Nearly a decade ago, the Federal Financial Institutions Examination Council told banks that passwords are not enough to guard financial data, and many companies scrambled to evaluate new and sometimes bizarre alternatives.
But most of the changes that took place were behind the scenes, such as adding device identification and geolocation to determine if customers are connecting from a known computer; banks still required consumers and businesses to pick a password. And as the recent Sony hack has shown, passwords remain a juicy target for fraudsters.
"All of the banks we spoke with want to see passwords go away tomorrow, but they know it is not going to happen," said Al Pascual, senior analyst for Javelin Strategy & Research. "There is still a considerable amount of time for criminals to attack accounts through passwords."
Just as the financial industry is working to implement changes that will address the weaknesses of magnetic-stripe cards at the point of sale, it is working on new initiatives that will make it possible to phase out passwords. These include efforts from the Fast Identity Online Alliance and the major card networks.

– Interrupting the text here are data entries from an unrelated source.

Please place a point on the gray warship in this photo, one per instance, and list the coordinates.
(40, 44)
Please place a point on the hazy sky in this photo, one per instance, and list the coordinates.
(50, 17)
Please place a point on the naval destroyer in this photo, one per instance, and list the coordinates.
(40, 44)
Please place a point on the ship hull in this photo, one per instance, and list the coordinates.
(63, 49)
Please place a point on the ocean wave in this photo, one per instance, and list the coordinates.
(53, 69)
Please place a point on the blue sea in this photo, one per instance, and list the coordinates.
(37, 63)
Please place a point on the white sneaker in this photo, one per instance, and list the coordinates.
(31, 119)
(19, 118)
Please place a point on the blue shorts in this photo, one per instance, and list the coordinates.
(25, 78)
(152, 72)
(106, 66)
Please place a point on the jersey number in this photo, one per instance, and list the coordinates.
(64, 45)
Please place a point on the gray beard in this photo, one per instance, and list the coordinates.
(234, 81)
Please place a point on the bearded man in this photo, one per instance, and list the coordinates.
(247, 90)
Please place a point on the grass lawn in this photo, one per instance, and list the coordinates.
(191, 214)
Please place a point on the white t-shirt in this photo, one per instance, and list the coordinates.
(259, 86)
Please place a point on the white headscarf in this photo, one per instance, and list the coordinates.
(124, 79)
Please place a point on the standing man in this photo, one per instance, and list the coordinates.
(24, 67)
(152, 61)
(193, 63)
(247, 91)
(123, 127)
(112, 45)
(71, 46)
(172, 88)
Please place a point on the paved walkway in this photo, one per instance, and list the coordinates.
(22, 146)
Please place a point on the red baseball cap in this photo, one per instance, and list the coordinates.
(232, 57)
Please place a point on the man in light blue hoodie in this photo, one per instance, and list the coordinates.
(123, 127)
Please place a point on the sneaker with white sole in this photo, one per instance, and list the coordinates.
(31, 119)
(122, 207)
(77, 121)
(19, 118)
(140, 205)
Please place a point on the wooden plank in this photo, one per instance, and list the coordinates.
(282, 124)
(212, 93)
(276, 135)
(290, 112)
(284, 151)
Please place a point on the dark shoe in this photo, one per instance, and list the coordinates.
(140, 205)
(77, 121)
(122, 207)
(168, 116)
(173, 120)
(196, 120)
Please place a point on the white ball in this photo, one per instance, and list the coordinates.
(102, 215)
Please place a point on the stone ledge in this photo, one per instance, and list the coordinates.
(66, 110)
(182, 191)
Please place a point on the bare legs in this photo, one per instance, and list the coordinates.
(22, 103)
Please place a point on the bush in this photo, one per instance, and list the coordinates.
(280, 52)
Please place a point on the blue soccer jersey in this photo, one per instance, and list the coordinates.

As a result of these and other technologies, large financial organizations are likely to drop passwords for mobile channels in the next five years, followed by dropping online passwords, Pascual said.
Bank policies that recommend unique passwords that customers can remember without writing them down are counterproductive because consumers get tired of trying to remember as many as 50 different passwords on sites and ultimately resort to using the same ones or variations of them, Pascual said.
Pascual and Javelin CEO Jim Van Dyke co-authored Javelin's latest research on identity fraud, for which the firm surveyed more than 5,600 U.S. adults and studied the public-facing password policies of six financial institutions and four consumer-oriented non-banking websites. In addition, the authors interviewed several financial industry fraud and security executives.
Passwords policies are flawed because even an obviously weak password, such as Password123, meets the requirements of many that call for an uppercase letter and numerals, Pascual said.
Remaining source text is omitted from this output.